07-31-2008 07:08 AM
I have a older 5GT set up on my network. when I try to map to a windows 2000 server I get an error.(the connection cannot be restored)
I've set up logging on the interface, what should I be looking for?
PS the unit is natted and works connecting to windows 2003, Novell, XP and Unix machines.
08-03-2008 11:24 PM
- What ScreenOS version is the 5GT running?
- Are you using the *same* client (that works to the Windows 2003 svr) to connect to the Windows 2000 server?
- Can you display the policy that you created for that communication, i.e. get policy id <id>?
- Can you capture the following debug:
undebug all (to turn off any debugs)
set ff src-ip x.x.x.x (where x.x.x.x is IP of client; this flow filter will capture packets transmitted by the client)
set ff src-ip y.y.y.y (where y.y.y.y is IP of win 2000 server; this flow filter will capture packets transmitted by the win 2000 svr)
debug flow basic
<Then have problematic client try to connect to Win 2000 server>
undebug all (do this immediately when you get the error so the debug buffer is not overwritten)
get db stream (to view the debug buffer)
08-04-2008 07:45 PM
If its anything like a problem I have been having thats just one of the symptoms of the problem. I wasn't able to find a fix and am still waiting for support to get back to me... 2 weeks and counting.
From what I could tell in my case it had something to do with the Juniper (ssg5 6.0.0r5.0) dropping net bios and DNS info.

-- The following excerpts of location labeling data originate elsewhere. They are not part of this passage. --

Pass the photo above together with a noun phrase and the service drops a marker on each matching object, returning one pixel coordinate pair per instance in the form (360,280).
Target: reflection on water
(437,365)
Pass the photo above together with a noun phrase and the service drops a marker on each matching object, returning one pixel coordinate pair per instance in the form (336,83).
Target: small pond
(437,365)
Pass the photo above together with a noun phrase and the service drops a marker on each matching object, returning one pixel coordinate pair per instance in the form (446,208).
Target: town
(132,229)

Dropping as in it never gets to any of the policies/logs even the debug isn't show it. Wireshark shows that its getting to the Juniper though. The problem only effected 2 of the ten computers I tested. I will put my setup below incase it helps someone.

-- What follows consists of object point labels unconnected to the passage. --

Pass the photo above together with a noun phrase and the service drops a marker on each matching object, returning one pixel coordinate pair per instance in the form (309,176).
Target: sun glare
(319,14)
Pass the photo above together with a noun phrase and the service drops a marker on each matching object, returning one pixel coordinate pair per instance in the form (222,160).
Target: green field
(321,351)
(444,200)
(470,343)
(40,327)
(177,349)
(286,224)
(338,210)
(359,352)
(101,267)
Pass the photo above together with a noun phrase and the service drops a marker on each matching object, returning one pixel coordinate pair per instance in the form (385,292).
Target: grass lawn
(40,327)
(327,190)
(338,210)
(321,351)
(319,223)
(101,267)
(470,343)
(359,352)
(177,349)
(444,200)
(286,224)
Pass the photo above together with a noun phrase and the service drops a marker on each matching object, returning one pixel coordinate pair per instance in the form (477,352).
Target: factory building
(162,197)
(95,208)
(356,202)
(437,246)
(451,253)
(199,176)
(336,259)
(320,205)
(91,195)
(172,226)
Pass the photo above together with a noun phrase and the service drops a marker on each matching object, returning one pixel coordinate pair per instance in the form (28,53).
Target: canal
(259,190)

eth0/0 ip 192.168.1.253/24 gw 192.168.1.254 custom zone one.
eth0/1 ip 192.168.2.254/24 custom zone 2. DHCP server. DNS server 192.168.1.254
I have a switch connected to each port.
The computers that have problems (1 of 2 servers (win 2003) and 1 of ten identical laptops(xp)) can't have their shares accessed across the juniper. They can be pinged via ip address and websites that they are hosting (for testing) can be accessed. There is no problem accessing them if the trafic is not going across the Juniper. Wasn't able to move the server but for the lap top it didn't matter which side of the juniper it was connected to the problem still existed for cross juniper trafic.

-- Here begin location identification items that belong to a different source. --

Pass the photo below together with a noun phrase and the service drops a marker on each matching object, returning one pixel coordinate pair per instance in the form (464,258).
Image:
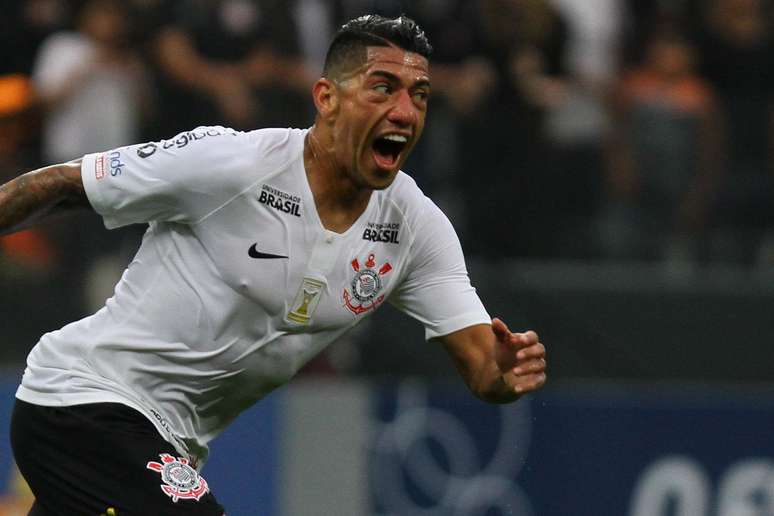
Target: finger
(523,340)
(500,329)
(534,366)
(529,383)
(537,350)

Also when testing from the laptop when it was getting its DHCP from the Juniper it could not resolve ANY DNS or netbios queries. Nothing at all would show in any of the policies etc. Manually setting the wins server and dns server and even editing the hosts file (for local shares access) made no difference - could ping the name but not connect to it for file access. However I could browse via ip address with no probelms even to access shares on the DNS server. (That trafic showed in the policies. Same policy any any accept)
However if you set its ip info manually with an external DNS server then it worked. (remember that it was only 1 out of 10 laptops that showed this problem all the others worked fine.)
You can still access other computers shares from the computers that are displaying the problem. However if your getting your dhcp from the Juniper then you need to use ip addresses instead of names.
As it stands at the moment I have had to take the Juniper out as the customer required access to the shares on the server.
Not sure if that will help any one or if its even the same problem but its good to have it off my chest :-).